# When is $f(t) = \sin(\omega_1 t)+\sin(\omega_2 t)$ periodic?

Problem:

Let $$f(t) = \sin(\omega_1 t)+\sin(\omega_2 t)$$.

What condition must $$\omega_1$$ and $$\omega_2$$ satisfy for $$x(t)$$ to be periodic? When $$x(t)$$ is periodic, what is its period?

My Attempt:

Let $$f(t)$$ be periodic.

Let the time period of $$f(t)$$, $$\sin(\omega_1 t)$$ and $$\sin(\omega_2 t)$$ be $$T$$, $$T_1$$ and $$T_2$$ respectively.

Since $$\sin$$ has period $$2\pi$$, $$\sin(\omega t) = \sin(\omega_1 t + 2\pi) = \sin(\omega_1(t + \frac{2\pi}{\omega_1}))$$.

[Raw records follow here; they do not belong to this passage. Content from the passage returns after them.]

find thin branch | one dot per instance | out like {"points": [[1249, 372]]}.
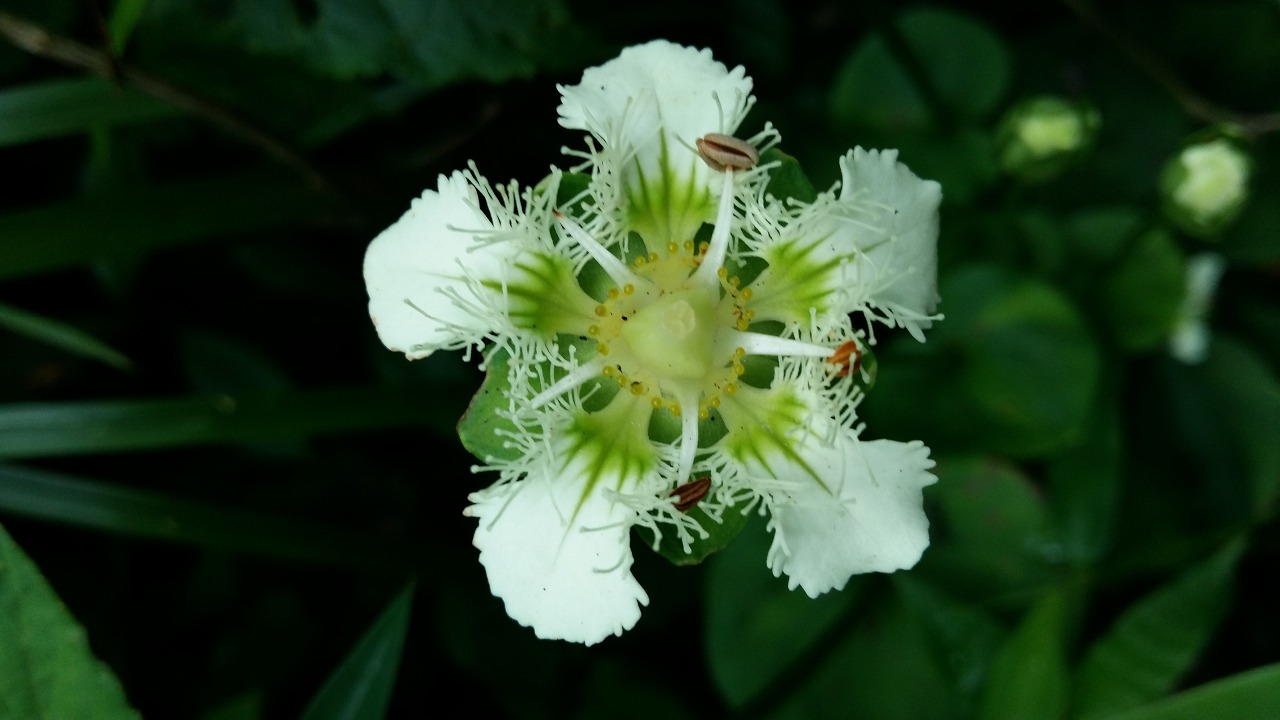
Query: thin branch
{"points": [[1194, 104], [39, 41]]}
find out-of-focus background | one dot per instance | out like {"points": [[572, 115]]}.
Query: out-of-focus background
{"points": [[252, 509]]}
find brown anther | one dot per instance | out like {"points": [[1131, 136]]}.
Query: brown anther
{"points": [[726, 153], [841, 359], [691, 493]]}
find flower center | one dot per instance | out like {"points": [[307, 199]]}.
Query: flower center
{"points": [[673, 337]]}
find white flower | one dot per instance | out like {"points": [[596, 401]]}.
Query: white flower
{"points": [[627, 317], [1214, 181]]}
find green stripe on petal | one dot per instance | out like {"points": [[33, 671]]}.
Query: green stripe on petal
{"points": [[668, 205], [762, 424], [544, 296], [799, 277], [611, 443]]}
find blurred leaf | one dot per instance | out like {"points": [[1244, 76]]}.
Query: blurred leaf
{"points": [[1101, 233], [626, 692], [1029, 361], [881, 669], [48, 670], [963, 163], [1144, 292], [484, 423], [129, 223], [430, 42], [1011, 370], [992, 534], [222, 365], [757, 629], [1029, 677], [963, 636], [1247, 695], [760, 35], [113, 425], [133, 513], [361, 687], [73, 105], [60, 335], [787, 181], [1226, 413], [1084, 487], [119, 26], [1255, 241], [964, 60], [873, 89], [1156, 641]]}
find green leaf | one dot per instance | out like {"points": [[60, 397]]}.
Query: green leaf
{"points": [[133, 513], [993, 531], [71, 106], [1224, 414], [720, 534], [124, 18], [1243, 413], [1156, 641], [1084, 487], [1101, 233], [1247, 695], [757, 629], [113, 425], [883, 668], [60, 335], [632, 692], [1011, 370], [1144, 292], [964, 637], [432, 44], [484, 423], [48, 670], [1029, 364], [873, 89], [787, 181], [361, 686], [1029, 677], [128, 223], [967, 64]]}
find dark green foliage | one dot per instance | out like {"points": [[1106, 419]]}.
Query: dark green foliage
{"points": [[224, 475]]}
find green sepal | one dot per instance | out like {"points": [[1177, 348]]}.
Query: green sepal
{"points": [[786, 180], [481, 427], [718, 536]]}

So $$T_1 = \frac{2\pi}{\omega_1}$$ and by the same logic $$T_2 = \frac{2\pi}{\omega_2}$$.

So

\begin{aligned}\\f(t) &= f(t+T) \\ &= \sin(\omega_1 (t + T)) + \sin(\omega_2 (t + T)) \\& = \sin(\omega_1 t + \omega_1 T) + \sin(\omega_2 t + \omega_2 T) \\ &= \sin(\omega_1 t + 2\pi) + \sin(\omega_2 t + 2\pi).\\\end{aligned}

Not really sure that this gets me anywhere...

As far as I am aware in order for $$f(t)$$ to be periodic then the time periods of $$\sin(\omega_1 t)$$ and $$\sin(\omega_2 t)$$ must have a rational LCM, so $$f(x)$$ is periodic if there exist $$a$$ and $$b$$ such that $$a T_1 = b T_2 = r$$. Is this correct? If so how can I show this?

• Hint: If $f$ is periodic with period $T$ and has a second derivative, then $f''$ is also periodic with period $T$. Use this to prove that if $\omega_1^2 \ne \omega_2^2$, then the period of $f$ is also a period for both sines. Aug 6, 2017 at 20:23
If $f$ is periodic with period $T$ and has a second derivative, then $f''$ is also periodic with period $T$. Use this to prove that if $\omega_1^2 \ne \omega_2^2$, then the period of $f$ is also a period for both sines
Note that $\omega_1 T$ and $\omega_2 T$ are not necessarily equal to $2\pi$. In fact, $\omega_1 T = 2\pi k_1$, and $\omega_2 T = 2\pi k_2$ for some positive integers $k_1$ and $k_2$. Since $\omega_1 = \frac{2\pi}{T_1}$, and $\omega_2 = \frac{2\pi}{T_2}$, $\omega_1 T = 2\pi k_1$, and $\omega_2 T = 2\pi k_2$ imply $T = k_1 T_1$, and $T = k_2 T_2$. Lastly, we have to find the smallest $T$ that is a multiple of both $T_1$ and $T_2$. Does LCM ring any bell?